Data centers have been building and growing in west London for the past 20 years – this is an outcome of the growing importance of the digital economy to the overall UK economy – an economic phenomenon developing for over 40 years.

However, there has always been a growing technology sector in the UK and one area in particular has been west of London reaching out to Reading and beyond. This sector has driven job growth in the area and is an important part of the global internet and the UK technology economy.

The UK employs three million people in technology with an average salary of £53,518 versus a UK average of £36,903 according to Tech Nation in 2020.

Houshold electricity demand is up, too

As noted in the article, newer more stringent building regulations will require a huge increase in household electricity consumption and this is coupled with demand for (electric – not gas) heat pumps and electric car charging.

The bigger issue here is that the economy is digitizing (a good thing both for jobs and sustainability) and this will drive demand for data centers that are the hubs of the digital economy. However, the economy needs to electrify very rapidly to achieve its sustainability targets, and both of these are what is putting pressure on the grid.

For an advanced and sustainable economy like the UK, we need both digitization and electrification – this is a big issue that needs joined up thinking between businesses, government and developers.
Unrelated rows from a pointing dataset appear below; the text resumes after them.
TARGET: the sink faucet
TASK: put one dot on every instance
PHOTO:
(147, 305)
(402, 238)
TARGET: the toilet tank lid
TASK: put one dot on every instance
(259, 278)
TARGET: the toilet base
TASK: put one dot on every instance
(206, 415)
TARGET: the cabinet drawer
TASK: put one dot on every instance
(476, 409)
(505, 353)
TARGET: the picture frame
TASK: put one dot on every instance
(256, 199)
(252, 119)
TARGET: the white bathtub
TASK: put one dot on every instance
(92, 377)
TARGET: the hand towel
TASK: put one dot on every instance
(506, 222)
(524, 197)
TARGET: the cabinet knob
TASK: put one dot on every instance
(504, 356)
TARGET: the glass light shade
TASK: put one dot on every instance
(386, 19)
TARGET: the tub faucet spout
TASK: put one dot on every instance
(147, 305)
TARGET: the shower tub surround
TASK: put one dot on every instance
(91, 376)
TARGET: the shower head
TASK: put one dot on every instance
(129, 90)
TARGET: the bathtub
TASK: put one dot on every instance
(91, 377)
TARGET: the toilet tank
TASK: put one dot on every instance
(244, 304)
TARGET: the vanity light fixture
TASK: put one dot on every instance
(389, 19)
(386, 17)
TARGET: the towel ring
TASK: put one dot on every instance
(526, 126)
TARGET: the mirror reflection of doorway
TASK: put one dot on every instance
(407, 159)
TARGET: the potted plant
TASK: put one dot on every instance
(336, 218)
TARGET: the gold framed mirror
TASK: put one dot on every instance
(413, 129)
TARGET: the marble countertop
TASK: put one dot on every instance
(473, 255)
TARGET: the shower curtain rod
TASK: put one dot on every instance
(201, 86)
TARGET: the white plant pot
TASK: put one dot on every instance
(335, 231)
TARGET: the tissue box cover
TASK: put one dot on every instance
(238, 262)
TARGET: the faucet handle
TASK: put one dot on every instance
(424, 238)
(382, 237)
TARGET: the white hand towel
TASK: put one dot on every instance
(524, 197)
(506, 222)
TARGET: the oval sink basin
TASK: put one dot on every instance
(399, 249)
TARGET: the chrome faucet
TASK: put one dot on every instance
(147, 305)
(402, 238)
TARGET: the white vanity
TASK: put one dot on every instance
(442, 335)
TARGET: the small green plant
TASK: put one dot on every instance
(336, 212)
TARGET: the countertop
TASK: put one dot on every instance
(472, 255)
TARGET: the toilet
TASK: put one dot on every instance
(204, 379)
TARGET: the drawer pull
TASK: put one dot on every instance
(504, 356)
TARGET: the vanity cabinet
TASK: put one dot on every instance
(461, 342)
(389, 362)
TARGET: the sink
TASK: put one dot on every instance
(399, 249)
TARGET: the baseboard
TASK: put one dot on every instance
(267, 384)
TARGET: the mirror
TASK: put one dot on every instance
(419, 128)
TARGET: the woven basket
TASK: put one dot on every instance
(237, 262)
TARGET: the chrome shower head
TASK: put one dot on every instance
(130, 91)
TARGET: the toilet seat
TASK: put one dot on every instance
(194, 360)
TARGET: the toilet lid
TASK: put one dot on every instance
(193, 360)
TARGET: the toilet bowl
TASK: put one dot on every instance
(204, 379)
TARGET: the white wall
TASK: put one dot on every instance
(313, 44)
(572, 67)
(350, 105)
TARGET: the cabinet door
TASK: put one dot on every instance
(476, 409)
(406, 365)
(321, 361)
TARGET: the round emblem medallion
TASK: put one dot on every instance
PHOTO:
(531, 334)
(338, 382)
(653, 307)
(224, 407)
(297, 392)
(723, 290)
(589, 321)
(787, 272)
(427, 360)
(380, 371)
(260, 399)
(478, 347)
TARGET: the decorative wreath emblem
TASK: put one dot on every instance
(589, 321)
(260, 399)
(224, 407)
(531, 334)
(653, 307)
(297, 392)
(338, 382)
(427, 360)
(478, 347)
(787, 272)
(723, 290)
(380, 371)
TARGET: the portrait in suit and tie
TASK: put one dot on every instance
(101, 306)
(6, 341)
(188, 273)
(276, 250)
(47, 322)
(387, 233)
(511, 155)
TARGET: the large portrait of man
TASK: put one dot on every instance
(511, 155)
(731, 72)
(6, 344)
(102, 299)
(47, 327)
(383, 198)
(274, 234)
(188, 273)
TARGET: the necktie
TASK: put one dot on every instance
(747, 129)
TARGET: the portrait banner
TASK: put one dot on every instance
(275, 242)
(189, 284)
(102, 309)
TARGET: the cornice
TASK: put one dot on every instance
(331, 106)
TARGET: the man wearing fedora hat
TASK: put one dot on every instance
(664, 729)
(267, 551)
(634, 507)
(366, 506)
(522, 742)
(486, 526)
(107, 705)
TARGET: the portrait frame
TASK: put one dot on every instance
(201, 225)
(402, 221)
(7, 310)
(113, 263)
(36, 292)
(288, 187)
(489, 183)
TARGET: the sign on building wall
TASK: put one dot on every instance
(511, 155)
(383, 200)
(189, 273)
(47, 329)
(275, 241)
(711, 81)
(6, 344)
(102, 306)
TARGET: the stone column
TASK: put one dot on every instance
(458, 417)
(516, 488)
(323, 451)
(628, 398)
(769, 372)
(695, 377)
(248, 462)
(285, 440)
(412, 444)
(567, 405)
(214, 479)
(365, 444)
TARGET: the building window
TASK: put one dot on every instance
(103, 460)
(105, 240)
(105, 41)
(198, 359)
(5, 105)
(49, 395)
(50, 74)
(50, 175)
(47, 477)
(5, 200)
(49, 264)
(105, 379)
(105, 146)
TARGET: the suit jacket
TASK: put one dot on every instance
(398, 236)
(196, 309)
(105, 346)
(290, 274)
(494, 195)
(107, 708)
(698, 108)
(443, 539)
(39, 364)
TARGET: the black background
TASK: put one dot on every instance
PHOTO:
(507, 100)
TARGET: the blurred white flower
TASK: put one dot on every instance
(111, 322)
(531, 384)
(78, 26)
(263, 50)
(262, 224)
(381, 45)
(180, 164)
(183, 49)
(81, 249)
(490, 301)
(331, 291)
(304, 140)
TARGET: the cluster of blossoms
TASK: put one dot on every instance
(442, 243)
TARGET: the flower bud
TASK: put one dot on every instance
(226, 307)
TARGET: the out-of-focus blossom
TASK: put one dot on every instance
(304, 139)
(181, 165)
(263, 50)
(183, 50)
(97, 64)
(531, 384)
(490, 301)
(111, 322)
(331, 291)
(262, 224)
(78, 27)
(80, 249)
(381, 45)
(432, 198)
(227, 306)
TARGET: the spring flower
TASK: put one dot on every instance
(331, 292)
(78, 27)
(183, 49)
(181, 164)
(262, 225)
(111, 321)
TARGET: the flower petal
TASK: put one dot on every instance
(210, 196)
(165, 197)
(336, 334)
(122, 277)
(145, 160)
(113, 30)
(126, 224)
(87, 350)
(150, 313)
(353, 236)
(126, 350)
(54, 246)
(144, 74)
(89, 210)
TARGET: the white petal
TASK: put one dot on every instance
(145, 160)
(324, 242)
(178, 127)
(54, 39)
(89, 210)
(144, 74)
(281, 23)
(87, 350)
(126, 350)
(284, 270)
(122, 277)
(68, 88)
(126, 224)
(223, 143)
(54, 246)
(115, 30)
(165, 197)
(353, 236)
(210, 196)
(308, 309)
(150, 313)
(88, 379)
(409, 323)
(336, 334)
That is why the EUDCA engages national and EU governments in a proactive way to push for policies and action that will help us get where we need to be.

Another interesting element is that micromanaging demand could be a way to get efficiencies in the electricity grid – this will require the investment into a smart grid. Eg: to get more use out of the grid, you need to add digitization in the form of IoT and artificial intelligence. All of this has to live in – a data center.